Bases and Dimension Review

# Bases and Dimension Review

We will now review some of the recent content regarding bases and the dimension of a finite-dimensional vector space.

- Recall from the Basis of a Vector Space that if $V$ is a finite-dimensional vector space and the set of vectors $\{ v_1, v_2, ..., v_n \}$ is both linearly independent and spans $V$ then $\{ v_1, v_2, ..., v_n \}$ is said to be a
**Basis**of $V$.

- For example, consider the vector space $\mathbb{F}^n$. The
**Standard Basis**for $\mathbb{F}^n$ is the set of vectors $\{ e_1, e_2, ..., e_n \}$ where $e_j$ is the $n$-component vector whose components are all zero except the $j^{\mathrm{th}}$ component is $1$. For example, the standard basis for $\mathbb{F}^3$ is $\{ (1, 0, 0), (0, 1, 0), (0, 0, 1) \}$.

- We saw that a basis for the vector space $M_{22}$ of all $2 \times 2$ matrices is $\left \{ \begin{bmatrix} 1 & 0\\ 0 & 0\end{bmatrix}, \begin{bmatrix} 0 & 1\\ 0 & 0\end{bmatrix}, \begin{bmatrix} 0 & 0\\ 1 & 0\end{bmatrix}, \begin{bmatrix} 0 & 0\\ 0 & 1\end{bmatrix} \right \}$.

- We also saw that $\{ 1, i \}$ and $\{ 1 + i, 1 - i \}$ are both bases for the vector space $\mathbb{C}$ of complex numbers.

- On the Theorems Regarding a Basis of a Vector Space we saw that a set of vectors $\{ v_1, v_2, ..., v_n \}$ is a basis of $V$ if and only if each vector $v \in V$ can be written
*uniquely*as a linear combination for $a_1, a_2, ..., a_n \in \mathbb{F}$ of the vectors in $\{ v_1, v_2, ..., v_n \}$:

\begin{align} \quad v = a_1v_1 + a_2v_2 + ... + a_nv_n \end{align}

- We then noted that every spanning set of vectors can be reduced to a basis of $V$. This can be achieved systematically.
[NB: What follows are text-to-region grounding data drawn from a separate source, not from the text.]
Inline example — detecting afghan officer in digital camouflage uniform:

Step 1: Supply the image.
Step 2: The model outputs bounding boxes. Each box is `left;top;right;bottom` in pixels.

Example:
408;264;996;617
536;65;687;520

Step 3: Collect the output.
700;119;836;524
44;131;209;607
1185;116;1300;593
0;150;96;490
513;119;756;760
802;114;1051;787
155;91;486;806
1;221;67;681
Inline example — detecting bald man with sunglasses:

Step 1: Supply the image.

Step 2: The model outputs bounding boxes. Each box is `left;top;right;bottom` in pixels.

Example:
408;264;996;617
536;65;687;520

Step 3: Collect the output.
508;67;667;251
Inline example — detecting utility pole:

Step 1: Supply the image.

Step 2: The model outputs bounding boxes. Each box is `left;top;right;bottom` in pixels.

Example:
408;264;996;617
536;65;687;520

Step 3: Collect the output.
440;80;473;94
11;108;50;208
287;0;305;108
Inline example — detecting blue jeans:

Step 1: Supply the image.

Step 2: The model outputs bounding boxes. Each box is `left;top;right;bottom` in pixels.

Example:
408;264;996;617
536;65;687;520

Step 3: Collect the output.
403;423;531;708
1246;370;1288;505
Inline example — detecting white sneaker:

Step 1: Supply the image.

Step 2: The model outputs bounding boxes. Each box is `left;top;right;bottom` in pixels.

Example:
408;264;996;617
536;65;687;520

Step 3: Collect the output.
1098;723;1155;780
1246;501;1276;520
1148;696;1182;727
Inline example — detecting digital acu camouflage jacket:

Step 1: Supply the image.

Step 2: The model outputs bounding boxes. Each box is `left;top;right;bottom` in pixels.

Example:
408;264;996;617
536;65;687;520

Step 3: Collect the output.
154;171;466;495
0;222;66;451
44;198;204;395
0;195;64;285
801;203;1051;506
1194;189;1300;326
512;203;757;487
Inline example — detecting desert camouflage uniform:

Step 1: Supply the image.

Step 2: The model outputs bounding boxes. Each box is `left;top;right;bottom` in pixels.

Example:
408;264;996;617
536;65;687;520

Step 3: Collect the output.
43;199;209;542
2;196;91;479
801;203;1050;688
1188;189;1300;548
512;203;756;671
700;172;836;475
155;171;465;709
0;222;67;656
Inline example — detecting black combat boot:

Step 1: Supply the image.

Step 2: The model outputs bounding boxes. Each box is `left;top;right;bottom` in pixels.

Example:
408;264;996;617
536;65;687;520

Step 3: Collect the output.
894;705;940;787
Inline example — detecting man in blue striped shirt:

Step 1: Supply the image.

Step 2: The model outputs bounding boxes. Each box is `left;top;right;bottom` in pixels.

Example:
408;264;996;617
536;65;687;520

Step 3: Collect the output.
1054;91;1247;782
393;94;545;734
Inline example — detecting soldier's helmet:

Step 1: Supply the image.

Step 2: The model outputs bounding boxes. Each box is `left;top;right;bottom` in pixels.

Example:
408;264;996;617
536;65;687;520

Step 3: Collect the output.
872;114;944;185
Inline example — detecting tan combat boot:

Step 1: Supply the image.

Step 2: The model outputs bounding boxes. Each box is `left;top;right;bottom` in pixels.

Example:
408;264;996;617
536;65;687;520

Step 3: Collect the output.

Take a spanning set of vectors $\{ v_1, v_2, ..., v_n \}$. If the first vector is zero, then throw it out. If the first vector is nonzero, then keep it. If the $j^{\mathrm{th}}$ vector is in the span of the previous vectors, then throw it out, and if not, keep it and move on. After the $n^{\mathrm{th}}$ step we will have produced a set of linearly independent vectors that still spans the whole space.

- We also noted that every linearly independent set of vectors from a finite-dimensional vector space $V$ can be extended to a basis of $V$. Once again, this can be achieved systematically. Take a linearly independent set of vectors $\{ v_1, v_2, ..., v_n \}$ and some largest set of vectors that spans $V$, say $\{ w_1, w_2, ..., w_m \}$. If $w_1$ is a linear combination of the vectors in $\{ v_1, v_2, ..., v_n \}$ then throw it out, and if not, add it in. If the $j^{\mathrm{th}}$ vector, $w_j$ is in the span of $\{ v_1, v_2, ..., v_n \}$ and the kept $w$ vectors, then throw it out, and if not, add it in. After the $n^{\mathrm{th}}$ step we will have produced a spanning set of vectors that contains all of the linearly independent vectors from the linearly independent set $\{ v_1, v_2, ..., v_n \}$.

- We also noted that every finite-dimensional vector space must then have a basis.

- On the Dimension of a Vector Space page we saw that if $V$ is a finite-dimensional vector space, then the length of any basis of $V$ is the same, and we defined the
**Dimension**of $V$ to be this length.

- The dimension of $\mathbb{F}^n$ is $n$ since $\{ (1, 0, 0, ..., 0), (0, 1, 0, ..., 0), ..., (0, 0, 0, ..., 1) \}$ is a basis of $n$ vectors for $\mathbb{F}^n$. The dimension of the set of all polynomials of degree $n$ or less, $\wp (\mathbb{R})_{n}$, is $n + 1$ since $\{ 1, x, x^2, ..., x^n \}$ is a basis of this vector space.

- We noted that the underlying field for the vector space $V$ is important in determining its dimension. For the vector space $\mathbb{C}$ of complex numbers whose scalar field is $\mathbb{R}$ we have that $\mathrm{dim}_{\mathbb{R}} (\mathbb{C}) = 2$ and $\{ 1, i \}$ is a basis of $\mathbb{C}$. If instead we consider the vector space $\mathbb{C}$ of complex numbers whose scalar field is $\mathbb{C}$, then we have that $\mathrm{dim}_{\mathbb{C}} (\mathbb{C}) = 1$.